Two megapixels wasn’t a lot, but it was the sort of figure where images were high quality enough that you could, if you wanted, print them out. The K750i’s camera used a CMOS sensor measuring 1/3.2” with relatively large pixels, measuring at 2.8 microns, producing pictures with a resolution of 1,632 x 1,224. 1/3.2” is still seen as a good sensor size for a smartphone in 2021, and 2.8 microns is larger than Sony’s most prestigious point-and-shoot today, the RX100 VII. It had a fixed f/2.8 aperture and only outputted JPEG images, compromises you’d expect with a device of this type. But the images, as you can see, were certainly not the worst, especially with a camera of this class:

I <3 This shot [1]

The ability to have a camera, one good enough to take pictures that you can be proud of, was revelatory. It wouldn’t be long after the K750i launched that Facebook would arrive in the UK and, soon after, open itself up to our university. (Remember when Facebook was a walled-off network for college students only? Imagine where we’d be if that mission statement had never changed.) Now, our social lives re-ordered themselves to cope with the novelty such a platform provided. You’d go out, take snaps of you enjoying your evening, and then upload them to Facebook the next morning, tagging your friends in the images and sharing them for everyone to see.

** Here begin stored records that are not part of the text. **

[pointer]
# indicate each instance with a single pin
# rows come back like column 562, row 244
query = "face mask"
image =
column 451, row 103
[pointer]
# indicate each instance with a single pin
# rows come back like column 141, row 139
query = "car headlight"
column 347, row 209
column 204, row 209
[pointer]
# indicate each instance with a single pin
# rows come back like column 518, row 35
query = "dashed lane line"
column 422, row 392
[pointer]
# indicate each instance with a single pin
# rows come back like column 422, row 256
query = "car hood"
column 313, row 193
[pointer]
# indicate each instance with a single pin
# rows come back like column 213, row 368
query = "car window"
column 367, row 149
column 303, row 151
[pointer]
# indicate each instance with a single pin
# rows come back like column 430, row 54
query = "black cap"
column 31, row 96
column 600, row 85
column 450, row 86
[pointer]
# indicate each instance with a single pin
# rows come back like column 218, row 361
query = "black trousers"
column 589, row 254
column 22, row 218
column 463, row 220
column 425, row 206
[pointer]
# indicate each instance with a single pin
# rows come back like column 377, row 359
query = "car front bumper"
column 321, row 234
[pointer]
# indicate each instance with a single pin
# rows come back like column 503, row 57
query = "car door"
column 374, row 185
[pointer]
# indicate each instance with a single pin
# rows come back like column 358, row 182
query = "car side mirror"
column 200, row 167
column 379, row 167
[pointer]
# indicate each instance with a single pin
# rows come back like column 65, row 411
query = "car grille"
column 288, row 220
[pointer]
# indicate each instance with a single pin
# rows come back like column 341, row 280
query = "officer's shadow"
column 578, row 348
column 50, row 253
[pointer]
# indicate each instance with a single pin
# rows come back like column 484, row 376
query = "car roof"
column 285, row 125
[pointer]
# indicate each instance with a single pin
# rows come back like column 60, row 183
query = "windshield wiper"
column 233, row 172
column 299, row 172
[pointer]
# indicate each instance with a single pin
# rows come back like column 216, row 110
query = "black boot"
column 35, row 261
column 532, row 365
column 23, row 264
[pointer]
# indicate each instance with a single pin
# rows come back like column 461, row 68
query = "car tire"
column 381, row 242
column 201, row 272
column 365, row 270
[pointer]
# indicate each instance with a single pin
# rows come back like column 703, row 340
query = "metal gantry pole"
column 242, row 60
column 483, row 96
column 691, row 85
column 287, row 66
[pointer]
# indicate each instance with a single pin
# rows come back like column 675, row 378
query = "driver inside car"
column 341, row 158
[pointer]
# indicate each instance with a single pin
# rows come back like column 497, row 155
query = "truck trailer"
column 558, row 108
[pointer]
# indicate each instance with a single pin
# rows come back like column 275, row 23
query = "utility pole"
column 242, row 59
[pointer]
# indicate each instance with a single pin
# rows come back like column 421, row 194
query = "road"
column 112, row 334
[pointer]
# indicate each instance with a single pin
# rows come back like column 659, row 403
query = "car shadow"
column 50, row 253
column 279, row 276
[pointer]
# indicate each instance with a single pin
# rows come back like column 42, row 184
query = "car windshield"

Look, I know it sounds mad today, but in the earliest days of Web 2.0 it seemed like a perfectly natural thing to do, okay.

I actually looked at Flickr and found that the K750i was the most popular, at least by uploads, camera that Sony Ericsson ever released. Those aren’t representative stats, but I’m not surprised, because it genuinely was a great camera. It could take some breathtaking photos despite its modest resolution, even if its successes were more about luck than judgment. The shutter speed was achingly slow and you’d get motion blur in every third image or so, especially thanks to the slow processing time. I don’t want to repeat the cliche that the best camera was the one that’s with you, but even in those pre-iPhone days, this was true.

The party wouldn’t last, of course, as Sony Ericsson tried to build upon the successes of this handset for the rest of its life. I swapped it for a W880i (after an abortive flirtation with whatever Nokia was free on contract at the time) but, even by then, the magic was beginning to dull. The company’s boom years would be short-lived, and its demise — like so many mobile businesses — was signposted the day the iPhone was announced. The company would be brought back into Sony proper by Kaz Hirai after it became a money-losing operation. It now exists as a boutique operation, making a tiny profit on the small number of handsets it sells, a far cry from where it was in 2005.

But for the noble failure of its company, the K750i was a genuine triumph, one that went everywhere that I did for the better part of three years.